Additional Information
Hypothesis-
Take this with a grain of salt, but based on the observed behavior and logs, the issue appears to be a client-side timing or buffering problem within Open WebUI's JavaScript code, specifically in the CallOverlay.svelte component (or related audio playback logic).

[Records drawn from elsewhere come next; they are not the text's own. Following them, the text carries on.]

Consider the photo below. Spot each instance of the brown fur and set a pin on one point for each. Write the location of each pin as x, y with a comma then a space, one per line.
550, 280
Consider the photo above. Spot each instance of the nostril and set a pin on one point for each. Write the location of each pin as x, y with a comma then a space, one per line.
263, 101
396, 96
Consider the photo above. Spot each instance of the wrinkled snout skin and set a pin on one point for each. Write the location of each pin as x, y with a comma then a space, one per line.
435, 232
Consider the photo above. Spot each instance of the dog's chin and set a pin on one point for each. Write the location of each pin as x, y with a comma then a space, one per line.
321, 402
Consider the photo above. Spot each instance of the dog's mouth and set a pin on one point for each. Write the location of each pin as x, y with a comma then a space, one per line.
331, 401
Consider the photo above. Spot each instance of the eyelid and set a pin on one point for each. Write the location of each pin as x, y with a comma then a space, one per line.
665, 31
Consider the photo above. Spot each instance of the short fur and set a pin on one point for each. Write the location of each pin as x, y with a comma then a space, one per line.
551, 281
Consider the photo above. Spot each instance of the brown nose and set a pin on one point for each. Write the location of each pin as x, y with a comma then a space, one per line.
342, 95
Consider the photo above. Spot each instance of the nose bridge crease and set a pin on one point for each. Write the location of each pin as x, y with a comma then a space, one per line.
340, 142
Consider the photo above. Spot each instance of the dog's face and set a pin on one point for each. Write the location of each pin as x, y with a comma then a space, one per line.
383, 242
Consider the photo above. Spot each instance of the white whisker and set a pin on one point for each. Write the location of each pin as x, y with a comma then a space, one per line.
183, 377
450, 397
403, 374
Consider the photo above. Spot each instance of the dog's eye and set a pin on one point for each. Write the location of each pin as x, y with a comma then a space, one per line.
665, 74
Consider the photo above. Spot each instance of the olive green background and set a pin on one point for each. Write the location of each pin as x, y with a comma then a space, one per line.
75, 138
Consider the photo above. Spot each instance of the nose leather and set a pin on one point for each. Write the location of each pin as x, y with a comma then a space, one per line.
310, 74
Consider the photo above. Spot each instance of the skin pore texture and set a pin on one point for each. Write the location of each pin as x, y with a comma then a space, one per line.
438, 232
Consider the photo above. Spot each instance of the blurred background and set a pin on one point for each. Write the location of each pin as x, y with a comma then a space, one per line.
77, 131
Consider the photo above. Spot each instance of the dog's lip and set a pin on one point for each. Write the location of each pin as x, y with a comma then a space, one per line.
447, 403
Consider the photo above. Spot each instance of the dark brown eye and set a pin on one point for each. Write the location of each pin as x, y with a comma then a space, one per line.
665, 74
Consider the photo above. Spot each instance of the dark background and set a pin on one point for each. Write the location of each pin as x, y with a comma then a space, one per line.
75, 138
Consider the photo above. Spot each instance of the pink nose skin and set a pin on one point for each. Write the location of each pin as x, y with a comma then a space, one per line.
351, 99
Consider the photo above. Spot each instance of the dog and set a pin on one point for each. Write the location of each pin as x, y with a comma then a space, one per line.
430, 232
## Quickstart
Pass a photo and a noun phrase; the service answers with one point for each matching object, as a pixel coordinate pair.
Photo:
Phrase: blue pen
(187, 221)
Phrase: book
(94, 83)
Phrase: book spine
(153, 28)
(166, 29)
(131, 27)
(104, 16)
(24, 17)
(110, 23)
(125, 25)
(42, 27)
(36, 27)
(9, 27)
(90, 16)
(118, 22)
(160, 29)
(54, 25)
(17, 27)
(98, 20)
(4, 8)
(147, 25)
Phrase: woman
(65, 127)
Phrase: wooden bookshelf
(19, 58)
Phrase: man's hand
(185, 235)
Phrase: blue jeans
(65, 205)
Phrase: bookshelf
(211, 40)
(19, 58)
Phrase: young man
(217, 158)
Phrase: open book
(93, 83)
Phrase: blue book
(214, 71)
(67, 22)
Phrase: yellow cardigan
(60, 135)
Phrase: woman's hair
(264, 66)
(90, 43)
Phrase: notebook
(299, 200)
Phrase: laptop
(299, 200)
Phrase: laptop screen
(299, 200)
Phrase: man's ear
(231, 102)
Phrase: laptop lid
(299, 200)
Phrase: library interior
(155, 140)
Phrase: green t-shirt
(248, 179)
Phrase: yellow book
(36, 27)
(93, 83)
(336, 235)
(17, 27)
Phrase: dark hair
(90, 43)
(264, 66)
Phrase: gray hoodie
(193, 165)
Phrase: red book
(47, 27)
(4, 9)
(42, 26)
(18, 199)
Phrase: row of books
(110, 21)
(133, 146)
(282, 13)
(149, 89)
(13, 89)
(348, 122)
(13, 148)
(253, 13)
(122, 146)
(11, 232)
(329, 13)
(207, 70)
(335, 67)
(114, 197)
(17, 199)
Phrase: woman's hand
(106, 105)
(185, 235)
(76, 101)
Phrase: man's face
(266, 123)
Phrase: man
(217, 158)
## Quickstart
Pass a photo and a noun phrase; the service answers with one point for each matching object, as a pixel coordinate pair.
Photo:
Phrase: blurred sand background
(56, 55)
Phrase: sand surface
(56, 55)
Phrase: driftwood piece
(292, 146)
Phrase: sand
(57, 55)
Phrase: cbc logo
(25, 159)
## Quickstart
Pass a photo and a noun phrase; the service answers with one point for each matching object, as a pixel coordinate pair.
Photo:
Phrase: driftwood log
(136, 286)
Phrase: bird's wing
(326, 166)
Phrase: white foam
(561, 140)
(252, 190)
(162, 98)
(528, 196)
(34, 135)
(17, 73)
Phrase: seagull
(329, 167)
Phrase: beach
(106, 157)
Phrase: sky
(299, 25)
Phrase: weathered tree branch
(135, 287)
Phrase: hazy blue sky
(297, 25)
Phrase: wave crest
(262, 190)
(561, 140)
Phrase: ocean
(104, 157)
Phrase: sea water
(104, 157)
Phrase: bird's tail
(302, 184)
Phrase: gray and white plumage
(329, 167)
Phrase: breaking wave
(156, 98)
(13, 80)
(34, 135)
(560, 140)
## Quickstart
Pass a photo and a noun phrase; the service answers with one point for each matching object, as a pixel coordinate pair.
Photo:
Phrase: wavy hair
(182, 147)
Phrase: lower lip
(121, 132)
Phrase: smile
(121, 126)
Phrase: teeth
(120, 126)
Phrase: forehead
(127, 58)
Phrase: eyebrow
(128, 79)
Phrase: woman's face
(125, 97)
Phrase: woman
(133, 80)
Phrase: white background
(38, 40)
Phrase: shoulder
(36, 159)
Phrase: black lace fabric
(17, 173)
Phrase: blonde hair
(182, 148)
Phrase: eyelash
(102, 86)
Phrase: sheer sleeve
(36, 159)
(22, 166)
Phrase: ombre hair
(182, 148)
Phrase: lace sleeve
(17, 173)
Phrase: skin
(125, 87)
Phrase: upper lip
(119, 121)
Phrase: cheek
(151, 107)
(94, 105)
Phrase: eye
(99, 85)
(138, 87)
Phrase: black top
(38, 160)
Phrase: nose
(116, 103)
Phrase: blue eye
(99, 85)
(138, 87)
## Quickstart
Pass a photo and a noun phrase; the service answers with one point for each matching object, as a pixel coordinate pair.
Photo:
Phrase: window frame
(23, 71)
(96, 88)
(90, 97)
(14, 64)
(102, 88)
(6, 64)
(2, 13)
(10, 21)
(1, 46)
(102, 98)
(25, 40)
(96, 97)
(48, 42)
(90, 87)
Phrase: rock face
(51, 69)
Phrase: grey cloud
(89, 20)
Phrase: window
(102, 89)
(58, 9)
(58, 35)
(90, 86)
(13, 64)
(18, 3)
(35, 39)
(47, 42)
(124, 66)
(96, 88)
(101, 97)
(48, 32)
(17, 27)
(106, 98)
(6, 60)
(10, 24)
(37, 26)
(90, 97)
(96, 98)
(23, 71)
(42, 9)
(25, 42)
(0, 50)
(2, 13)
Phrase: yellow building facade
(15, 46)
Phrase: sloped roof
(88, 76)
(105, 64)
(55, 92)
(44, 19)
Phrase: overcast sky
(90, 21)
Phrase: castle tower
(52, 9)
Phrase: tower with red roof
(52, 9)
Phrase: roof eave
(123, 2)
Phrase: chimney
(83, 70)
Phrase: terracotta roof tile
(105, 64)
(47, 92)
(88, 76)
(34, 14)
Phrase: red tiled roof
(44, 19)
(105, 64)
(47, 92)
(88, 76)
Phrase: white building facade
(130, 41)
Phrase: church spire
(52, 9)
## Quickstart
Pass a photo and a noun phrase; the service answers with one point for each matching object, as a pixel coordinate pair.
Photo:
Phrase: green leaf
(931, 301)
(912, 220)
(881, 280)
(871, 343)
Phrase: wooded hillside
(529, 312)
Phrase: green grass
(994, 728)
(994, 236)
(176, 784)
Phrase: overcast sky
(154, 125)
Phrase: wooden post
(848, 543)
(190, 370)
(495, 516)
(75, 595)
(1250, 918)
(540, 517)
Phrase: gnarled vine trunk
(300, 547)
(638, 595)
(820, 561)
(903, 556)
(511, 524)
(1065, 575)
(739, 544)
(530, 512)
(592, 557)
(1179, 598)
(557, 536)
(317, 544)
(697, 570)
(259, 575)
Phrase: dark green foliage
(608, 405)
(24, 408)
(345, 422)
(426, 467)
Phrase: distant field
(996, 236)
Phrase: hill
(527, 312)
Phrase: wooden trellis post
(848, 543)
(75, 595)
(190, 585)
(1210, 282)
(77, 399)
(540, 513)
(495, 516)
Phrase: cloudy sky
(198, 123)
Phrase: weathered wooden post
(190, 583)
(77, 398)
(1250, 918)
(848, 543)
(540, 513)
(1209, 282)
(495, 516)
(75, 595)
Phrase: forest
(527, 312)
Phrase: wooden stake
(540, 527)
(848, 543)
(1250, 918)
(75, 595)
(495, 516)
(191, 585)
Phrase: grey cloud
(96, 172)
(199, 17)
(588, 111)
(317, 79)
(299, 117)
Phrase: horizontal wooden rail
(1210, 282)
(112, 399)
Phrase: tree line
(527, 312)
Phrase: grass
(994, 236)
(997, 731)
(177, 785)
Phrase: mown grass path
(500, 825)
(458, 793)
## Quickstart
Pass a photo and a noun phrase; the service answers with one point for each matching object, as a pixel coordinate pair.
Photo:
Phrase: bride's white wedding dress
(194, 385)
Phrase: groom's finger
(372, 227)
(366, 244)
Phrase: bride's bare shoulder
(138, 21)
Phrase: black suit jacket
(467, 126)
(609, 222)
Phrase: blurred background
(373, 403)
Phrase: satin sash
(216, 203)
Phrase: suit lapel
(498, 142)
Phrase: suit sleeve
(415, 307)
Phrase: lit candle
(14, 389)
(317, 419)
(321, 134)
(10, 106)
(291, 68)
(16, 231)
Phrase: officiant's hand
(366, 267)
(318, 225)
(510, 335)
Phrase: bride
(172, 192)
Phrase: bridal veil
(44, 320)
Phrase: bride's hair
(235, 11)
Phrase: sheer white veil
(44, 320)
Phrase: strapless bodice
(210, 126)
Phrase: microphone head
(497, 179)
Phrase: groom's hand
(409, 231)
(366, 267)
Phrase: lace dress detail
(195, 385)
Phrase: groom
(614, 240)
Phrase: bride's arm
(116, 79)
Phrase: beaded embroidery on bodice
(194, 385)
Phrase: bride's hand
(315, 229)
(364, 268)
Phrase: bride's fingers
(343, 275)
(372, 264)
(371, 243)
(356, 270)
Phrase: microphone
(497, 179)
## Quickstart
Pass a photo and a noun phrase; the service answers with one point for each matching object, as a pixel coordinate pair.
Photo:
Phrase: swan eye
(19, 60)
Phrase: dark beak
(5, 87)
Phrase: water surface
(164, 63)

The hypothesis is that Open WebUI might be attempting to start audio playback (audio.play()) too early, before the browser has fully buffered the audio data from the external TTS service response. This could lead to the browser starting playback from a point within the audio file, resulting in the partial audio playback.
The "Audio for ... not yet available in the cache, re-queued..." console message in Open WebUI further supports this timing/buffering hypothesis.